So, I think it's honest to call myself a defeated blogger. I've think I've had like 3,4 blogs?
Last year when I created this one I decided that it would be the last one. I cannot keep failing at something that everyone clams to be "the easiest way to communicate in the era of information"
Why do I keep failing at blogging?
1. Because I do not have enough time. I study, at what I'm very proud to say, the best university of my country (therefore the hardest). So I do not have much free time. All I do is go to classes, read about those classes, more classes, more reading, and goes on. Some weekends I work, others I go out drinking to wine down after all the reading. Sometimes I do both.

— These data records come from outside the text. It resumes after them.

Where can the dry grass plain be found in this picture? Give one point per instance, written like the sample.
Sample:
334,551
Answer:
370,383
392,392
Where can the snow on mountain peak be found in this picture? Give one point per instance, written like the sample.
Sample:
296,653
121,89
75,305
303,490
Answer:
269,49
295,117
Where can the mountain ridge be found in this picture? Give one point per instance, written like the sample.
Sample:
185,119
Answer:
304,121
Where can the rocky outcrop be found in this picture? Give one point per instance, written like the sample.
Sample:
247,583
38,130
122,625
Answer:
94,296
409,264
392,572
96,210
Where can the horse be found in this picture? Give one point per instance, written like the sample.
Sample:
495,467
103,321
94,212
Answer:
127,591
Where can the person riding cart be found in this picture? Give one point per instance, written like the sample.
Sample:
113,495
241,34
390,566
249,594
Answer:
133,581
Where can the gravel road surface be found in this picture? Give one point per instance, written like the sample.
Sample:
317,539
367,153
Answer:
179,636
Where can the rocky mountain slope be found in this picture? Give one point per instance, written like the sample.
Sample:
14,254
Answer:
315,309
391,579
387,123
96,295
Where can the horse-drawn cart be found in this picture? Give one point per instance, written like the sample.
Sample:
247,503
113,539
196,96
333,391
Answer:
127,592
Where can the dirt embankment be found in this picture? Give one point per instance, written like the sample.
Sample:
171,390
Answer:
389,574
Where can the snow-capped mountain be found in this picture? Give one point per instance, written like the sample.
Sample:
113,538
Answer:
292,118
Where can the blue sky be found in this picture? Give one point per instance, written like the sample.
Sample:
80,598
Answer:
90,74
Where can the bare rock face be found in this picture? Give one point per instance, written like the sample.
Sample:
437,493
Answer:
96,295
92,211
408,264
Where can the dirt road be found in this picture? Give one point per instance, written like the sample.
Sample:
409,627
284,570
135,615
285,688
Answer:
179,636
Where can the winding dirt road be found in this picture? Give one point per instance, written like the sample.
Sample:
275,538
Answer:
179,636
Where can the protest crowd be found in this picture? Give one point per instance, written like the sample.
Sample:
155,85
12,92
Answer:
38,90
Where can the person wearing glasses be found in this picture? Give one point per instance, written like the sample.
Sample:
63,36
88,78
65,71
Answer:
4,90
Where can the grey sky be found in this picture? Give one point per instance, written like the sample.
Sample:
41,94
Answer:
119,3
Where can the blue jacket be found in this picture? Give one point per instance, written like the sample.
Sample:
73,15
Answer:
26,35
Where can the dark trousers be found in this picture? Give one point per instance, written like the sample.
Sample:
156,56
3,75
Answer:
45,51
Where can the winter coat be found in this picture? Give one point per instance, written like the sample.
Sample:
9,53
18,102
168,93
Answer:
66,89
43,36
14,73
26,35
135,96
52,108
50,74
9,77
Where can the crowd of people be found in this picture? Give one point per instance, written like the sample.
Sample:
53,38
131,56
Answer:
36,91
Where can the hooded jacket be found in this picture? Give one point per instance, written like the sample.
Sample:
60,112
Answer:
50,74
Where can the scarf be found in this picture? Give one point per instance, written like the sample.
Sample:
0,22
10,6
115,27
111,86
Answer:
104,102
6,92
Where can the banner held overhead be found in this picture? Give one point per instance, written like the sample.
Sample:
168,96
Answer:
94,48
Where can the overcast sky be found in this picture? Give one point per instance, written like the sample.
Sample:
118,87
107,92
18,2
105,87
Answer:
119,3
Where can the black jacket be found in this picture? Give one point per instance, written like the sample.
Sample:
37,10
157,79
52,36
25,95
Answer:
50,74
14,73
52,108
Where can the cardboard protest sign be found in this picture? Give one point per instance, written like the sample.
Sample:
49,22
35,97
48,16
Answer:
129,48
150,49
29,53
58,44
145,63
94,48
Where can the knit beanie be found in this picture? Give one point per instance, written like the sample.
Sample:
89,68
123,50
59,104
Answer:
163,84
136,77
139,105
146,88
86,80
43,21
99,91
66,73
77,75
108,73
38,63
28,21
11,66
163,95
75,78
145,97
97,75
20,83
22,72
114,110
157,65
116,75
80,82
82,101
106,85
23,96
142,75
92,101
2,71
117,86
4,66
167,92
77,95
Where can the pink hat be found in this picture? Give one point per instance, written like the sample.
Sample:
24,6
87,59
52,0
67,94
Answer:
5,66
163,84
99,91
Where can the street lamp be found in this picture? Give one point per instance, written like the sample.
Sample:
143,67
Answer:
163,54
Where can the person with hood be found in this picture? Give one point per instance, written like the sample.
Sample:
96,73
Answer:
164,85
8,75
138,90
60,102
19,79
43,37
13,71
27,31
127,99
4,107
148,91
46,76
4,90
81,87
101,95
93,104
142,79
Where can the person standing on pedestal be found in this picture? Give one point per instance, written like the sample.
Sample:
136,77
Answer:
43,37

2. I do not own a professional camera. My original plan was to do all writing blog, about my everyday stupid anecdotes (which are not so funny sometimes). Then, I fell inlove with fashion blogs wich I read everyday. So I decided to do a fashion/writing blog. But If you bother yourselves to scroll down you'll see the terrible, awful, horrible quality of my pictures. My camera, a little Kodak with quite a few falls in record has the lenses totally screwed up, so my photos are quite terrible, no matter what
3. I do not have a photographer. Even if I had a professional camera I do not have anyone to hold it and press the button. I thought my friends at university could do it. But I feel like a bitch asking them to take me pictures everyday.
4. I do not have designer clothes. Almost every blogger I follow own beautiful, marvelous, 4 figure worth clothes, at least one item. I do not own anything like that. Therefore, compared to them I feel like a little flea in Harrods.
5. My internet quality sucks. I used to have a landline moden with a less-than-average speed. Then, my family removed the landline, so we ended up with no phone, and I with no internet. I've had to use the one in my university and check my facebook and twitter from my phone for quite few months. Then I discovered that my phone works as a modem, so I finally got real Internet again. But as you can see. It's not a steady relationship.
As you can see (and I could go on listing) I've got sooo many reasons not to blog, and if I did I would most certainly fail. Like I've already have.
But here I am. In mid-year vacation. 31 days of nothing to do. The other 4 things will not get better anytime soon. But I decided to give it another try. This will not be a fashion blog because they will rarely be pictures, but do not hate me if I post one. This will be a writing blog that is not meant to be read.
I don't even now why I keep writing for readers. "As you can see".
I did a little makeover to the layout and decided I will only write in English. I will not advertise for this blog in anyway. It will be a little bubble in the Internet sea.